赤井ともっとゆっくり話をしたかったが、待ち合わせの時間が近づいている。
「……僕、急いで準備しますね」
「ああ」
赤井はニット帽を頭にかぶって降谷の部屋を出て行こうとする。
「……もしかして、かぶって行くんですか?」
「もちろん、そのつもりだよ」
赤井が微笑んで言う。赤井の笑みに胸がどきどきするが、赤井の頭を覆うニット帽に少しの違和感を覚えて、降谷は言った。
「少し、屈んでもらえますか」
「ああ」
赤井が腰を屈める。降谷はニット帽に両手を伸ばした。ニット帽と赤井の頭の間にゆとりがあり、少しだぼついているような気がした。
「少し大きいかも……」
自分の記憶を頼りにしながら、赤井の頭にぴったりだと思えるサイズで編んだはずだが、やはりきちんと頭のサイズを測らせてもらったほうがよかったのかもしれない。縫い糸で調整したほうが良いだろうかと考えていると、気にするなとでも言うような口調で赤井は言った。
「俺は今、成長期だから、きっとすぐにこのニット帽にふさわしい男になるよ」
「ふっ……なんですか、それ……」
まるでこのニット帽のために大きくなるのだと言われているようで、降谷は笑ってしまう。
実際、赤井の身長はどんどん伸びていた。すっと背を伸ばした赤井に並んで立つと、自分との身長差がまた少し開いたように見える。赤井はどんどん大人になってゆく。このまま、赤井に置いて行かれたらどうしよう。ほんの少しだけそんなさみしい気持ちにもなった。
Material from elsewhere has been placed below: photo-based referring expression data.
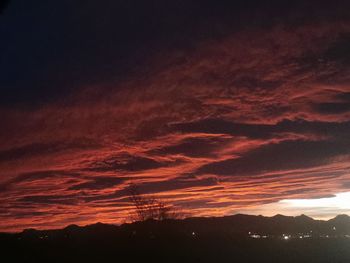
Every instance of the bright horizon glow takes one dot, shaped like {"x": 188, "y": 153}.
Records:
{"x": 320, "y": 208}
{"x": 340, "y": 201}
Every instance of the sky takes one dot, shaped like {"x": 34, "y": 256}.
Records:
{"x": 214, "y": 108}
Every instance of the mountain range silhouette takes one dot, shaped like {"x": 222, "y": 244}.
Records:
{"x": 237, "y": 238}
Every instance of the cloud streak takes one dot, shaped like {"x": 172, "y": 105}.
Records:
{"x": 223, "y": 124}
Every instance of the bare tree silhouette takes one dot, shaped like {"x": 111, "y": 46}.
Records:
{"x": 148, "y": 207}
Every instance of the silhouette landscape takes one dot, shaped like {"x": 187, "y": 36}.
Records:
{"x": 238, "y": 238}
{"x": 194, "y": 130}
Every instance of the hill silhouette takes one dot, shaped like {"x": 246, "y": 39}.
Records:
{"x": 238, "y": 238}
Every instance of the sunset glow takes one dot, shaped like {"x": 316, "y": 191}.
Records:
{"x": 252, "y": 119}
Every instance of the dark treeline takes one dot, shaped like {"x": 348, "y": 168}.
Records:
{"x": 191, "y": 240}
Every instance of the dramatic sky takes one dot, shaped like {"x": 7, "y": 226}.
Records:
{"x": 215, "y": 107}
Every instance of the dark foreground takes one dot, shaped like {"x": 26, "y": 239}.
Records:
{"x": 197, "y": 241}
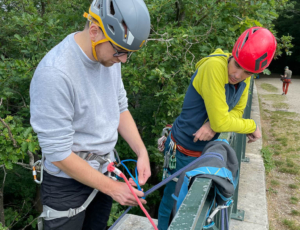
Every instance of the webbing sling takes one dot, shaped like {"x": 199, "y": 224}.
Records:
{"x": 154, "y": 188}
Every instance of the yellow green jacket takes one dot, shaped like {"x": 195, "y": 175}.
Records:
{"x": 211, "y": 97}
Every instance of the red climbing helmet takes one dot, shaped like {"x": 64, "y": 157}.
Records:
{"x": 255, "y": 49}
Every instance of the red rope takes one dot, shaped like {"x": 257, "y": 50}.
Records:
{"x": 111, "y": 168}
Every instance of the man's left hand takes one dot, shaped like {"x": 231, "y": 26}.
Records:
{"x": 143, "y": 167}
{"x": 205, "y": 133}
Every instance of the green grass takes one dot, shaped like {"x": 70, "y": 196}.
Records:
{"x": 274, "y": 97}
{"x": 272, "y": 190}
{"x": 295, "y": 213}
{"x": 267, "y": 156}
{"x": 294, "y": 171}
{"x": 275, "y": 182}
{"x": 293, "y": 186}
{"x": 280, "y": 105}
{"x": 279, "y": 163}
{"x": 268, "y": 87}
{"x": 294, "y": 200}
{"x": 291, "y": 224}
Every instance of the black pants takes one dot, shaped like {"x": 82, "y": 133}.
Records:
{"x": 62, "y": 194}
阿笠博士の家の前へ行き、博士、コナンと合流して、車に乗って大きなスーパーへ行く。材料を揃えて博士の家に戻ると、すでにバーベキューの準備が整っていた。博士の家に住んでいる灰原という女の子以外に、三人の子どもたちがいる。自分たちが買い物に行っている間に、四人で準備を進めてくれていたらしい。簡単に自己紹介を終えると、子どもたちは人見知りをすることもなく、自分たちを受け入れてくれた。
「その帽子、素敵だね!」
歩美という名前の女の子が、赤井に言った。自分の作ったニット帽の感想を言われて、降谷はどきりとする。どう反応すればよいのかもわからないので、降谷は赤井たちから視線を逸らし、片面の焼けた肉をひっくり返した。
赤井がどこか誇らしげな口調で言った。
「ああ、これは俺の大切な人が作ってくれたんだよ」
「手作り すごーいっ!」
「もしかして、彼女さんとか?」
今度は光彦という名前の男の子が、赤井に問いかける。その隣にいる、元太という名前の男の子は、焼かれていく肉に夢中だ。
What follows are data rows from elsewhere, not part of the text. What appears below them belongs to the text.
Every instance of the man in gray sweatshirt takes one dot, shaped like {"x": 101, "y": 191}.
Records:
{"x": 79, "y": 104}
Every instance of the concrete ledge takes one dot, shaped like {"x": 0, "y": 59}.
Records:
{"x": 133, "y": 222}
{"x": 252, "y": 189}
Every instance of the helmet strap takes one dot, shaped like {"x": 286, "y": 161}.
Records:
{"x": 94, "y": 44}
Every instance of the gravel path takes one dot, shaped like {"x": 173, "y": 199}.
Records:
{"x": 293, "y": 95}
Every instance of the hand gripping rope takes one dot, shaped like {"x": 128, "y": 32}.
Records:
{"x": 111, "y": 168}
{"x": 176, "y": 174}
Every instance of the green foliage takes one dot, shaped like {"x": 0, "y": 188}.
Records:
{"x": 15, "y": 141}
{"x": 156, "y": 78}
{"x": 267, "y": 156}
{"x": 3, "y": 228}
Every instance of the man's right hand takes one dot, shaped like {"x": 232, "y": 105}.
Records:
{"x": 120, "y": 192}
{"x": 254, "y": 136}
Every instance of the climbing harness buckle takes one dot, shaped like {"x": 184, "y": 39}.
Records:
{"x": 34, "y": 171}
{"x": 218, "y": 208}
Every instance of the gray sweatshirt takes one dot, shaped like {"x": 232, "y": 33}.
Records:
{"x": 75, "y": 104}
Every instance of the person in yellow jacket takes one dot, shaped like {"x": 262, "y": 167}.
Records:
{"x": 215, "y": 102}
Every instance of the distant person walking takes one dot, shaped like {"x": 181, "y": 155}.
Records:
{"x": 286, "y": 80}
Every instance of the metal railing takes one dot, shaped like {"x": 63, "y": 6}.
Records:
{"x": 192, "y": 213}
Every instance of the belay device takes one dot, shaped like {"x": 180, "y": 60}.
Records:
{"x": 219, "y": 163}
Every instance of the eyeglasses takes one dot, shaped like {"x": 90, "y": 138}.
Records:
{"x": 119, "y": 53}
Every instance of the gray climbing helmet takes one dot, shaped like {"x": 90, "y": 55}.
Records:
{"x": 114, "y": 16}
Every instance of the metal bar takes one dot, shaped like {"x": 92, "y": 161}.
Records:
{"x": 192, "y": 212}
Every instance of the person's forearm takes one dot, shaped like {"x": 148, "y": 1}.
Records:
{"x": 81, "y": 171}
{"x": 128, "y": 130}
赤井はこたえず、こちらを向いた。つられるように顔を向けると、赤井と視線が合い、なぜか顔が熱くなる。ぶわりと恥ずかしさに似た感情が湧いてきて、降谷は赤井から再び視線を逸らした。すると今度は、隣で紙皿を用意していたコナンが、小さな声で言った。
「あのニット帽、もしかして零兄ちゃんからのプレゼント?」
「……どうしてわかったんだい?」
小さな声で問い返す。コナンは何もかもお見通しだといわんばかりに、満面の笑みを浮かべて言った。
「だって……秀一兄ちゃんがあんなに嬉しそうな顔をするのは、零兄ちゃんが関わっているときだけだから」
「……そうなの?」
「そうだよ!」
あまりにも自信満々そうにコナンが言うので、降谷は驚いた。しかし、同時に嬉しくもあった。
赤井はプレゼントを喜んでくれている、そのことがコナンの言葉からも証明されたような気がして、降谷は安堵の笑みを零した。